Published September 9, 2013

Lindsey Graham’s support for global warming restrictions is taking center stage affecting the incumbent U.S. Senator’s bleak poll numbers in his bid to survive a primary challenge in the 2014 elections.

Graham is well below the 50 percent threshold in a recent poll of likely Republican primary voters in South Carolina, conducted by Landmark Communications and Rosetta Stone Communications. Only 42 percent of likely Republican primary voters said they support the incumbent Graham.  Graham’s poor support among Republican voters is remarkable considering Graham’s primary opponents have relatively little name recognition throughout the Palmetto state.

Graham’s primary opponents are hammering the incumbent for frequently straying from conservative principles, and they are hammering Graham particularly hard for his longstanding support for global warming restrictions.

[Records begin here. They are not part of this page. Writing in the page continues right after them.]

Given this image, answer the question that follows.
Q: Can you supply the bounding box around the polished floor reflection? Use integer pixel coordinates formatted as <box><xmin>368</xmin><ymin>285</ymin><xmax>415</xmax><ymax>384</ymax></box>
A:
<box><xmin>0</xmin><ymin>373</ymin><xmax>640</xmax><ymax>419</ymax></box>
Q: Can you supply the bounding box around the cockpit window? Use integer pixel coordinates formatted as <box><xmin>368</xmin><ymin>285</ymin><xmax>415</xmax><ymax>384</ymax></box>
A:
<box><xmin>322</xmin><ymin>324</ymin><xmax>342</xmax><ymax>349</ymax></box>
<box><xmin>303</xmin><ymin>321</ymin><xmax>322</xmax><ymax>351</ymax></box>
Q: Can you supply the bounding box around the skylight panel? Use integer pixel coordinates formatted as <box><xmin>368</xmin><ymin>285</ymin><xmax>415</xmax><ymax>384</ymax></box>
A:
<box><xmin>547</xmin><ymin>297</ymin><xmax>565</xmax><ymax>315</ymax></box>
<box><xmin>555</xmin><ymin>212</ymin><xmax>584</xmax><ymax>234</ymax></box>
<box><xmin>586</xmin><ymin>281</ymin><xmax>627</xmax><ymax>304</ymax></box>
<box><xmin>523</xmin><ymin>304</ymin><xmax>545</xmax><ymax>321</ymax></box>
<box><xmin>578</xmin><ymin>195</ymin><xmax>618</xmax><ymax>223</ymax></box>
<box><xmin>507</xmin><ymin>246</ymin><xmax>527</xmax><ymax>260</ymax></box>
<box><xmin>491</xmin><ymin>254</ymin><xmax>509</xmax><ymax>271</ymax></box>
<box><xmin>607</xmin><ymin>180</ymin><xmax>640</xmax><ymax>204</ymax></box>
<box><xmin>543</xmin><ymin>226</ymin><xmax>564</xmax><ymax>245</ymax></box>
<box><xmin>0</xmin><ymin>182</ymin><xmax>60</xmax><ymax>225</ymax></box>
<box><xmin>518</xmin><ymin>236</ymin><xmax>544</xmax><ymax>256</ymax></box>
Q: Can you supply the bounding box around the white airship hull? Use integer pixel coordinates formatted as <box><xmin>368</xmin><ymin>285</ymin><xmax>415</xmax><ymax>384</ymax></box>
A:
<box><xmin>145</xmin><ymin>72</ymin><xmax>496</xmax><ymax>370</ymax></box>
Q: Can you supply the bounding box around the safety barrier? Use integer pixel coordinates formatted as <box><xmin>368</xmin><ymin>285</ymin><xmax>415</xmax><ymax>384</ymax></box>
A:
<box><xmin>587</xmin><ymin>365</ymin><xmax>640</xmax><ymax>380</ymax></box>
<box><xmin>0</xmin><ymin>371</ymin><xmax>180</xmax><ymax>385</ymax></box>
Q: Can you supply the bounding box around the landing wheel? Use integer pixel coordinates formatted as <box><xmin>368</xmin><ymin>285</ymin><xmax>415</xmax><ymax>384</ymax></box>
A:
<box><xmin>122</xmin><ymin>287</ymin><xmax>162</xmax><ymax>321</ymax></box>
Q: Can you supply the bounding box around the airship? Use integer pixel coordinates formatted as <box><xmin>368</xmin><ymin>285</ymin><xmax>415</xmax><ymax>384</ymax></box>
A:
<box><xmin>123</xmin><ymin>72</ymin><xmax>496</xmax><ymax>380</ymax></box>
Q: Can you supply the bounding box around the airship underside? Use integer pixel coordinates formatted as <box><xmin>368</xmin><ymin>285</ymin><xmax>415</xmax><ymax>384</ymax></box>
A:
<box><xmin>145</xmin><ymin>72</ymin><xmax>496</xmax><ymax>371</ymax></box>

State Sen. Lee Bright, who tallied the most support among Graham’s primary opponents in the poll, put Graham’s global warming advocacy at the top of the list among Graham’s shortcomings in an interview with Breitbart News.

“Lindsey Graham’s record of promoting cap and trade, banker bailouts, liberal Supreme Court justices, and amnesty have driven a wedge between him and conservative voters in South Carolina, in spite of his relentless courtship of the mainstream media,” said Bright.

Graham’s global warming advocacy puts him on a similar political trajectory with former U.S. Rep. Bob Inglis. Like Graham, Inglis was a South Carolina Republican who championed global warming restrictions in the U.S. Congress. In June 2010, Inglis’ global warming advocacy took center stage in the Republican primary. The incumbent congressman was humiliated in the primary contest, capturing only 29 percent of the vote in a head-to-head matchup with challenger Trey Gowdy despite Inglis benefiting from the advantages of incumbency.

If neither Graham nor any of his challengers captures a majority of the vote in the 2014 Republican primary election, the two highest vote-getters will square off in a head-to-head vote for the party’s nomination.

Graham appears to have his work cut out for him, and his support for global warming restrictions is about as helpful as a millstone tied around the neck of a shipwreck survivor trying to tread water in the middle of the ocean.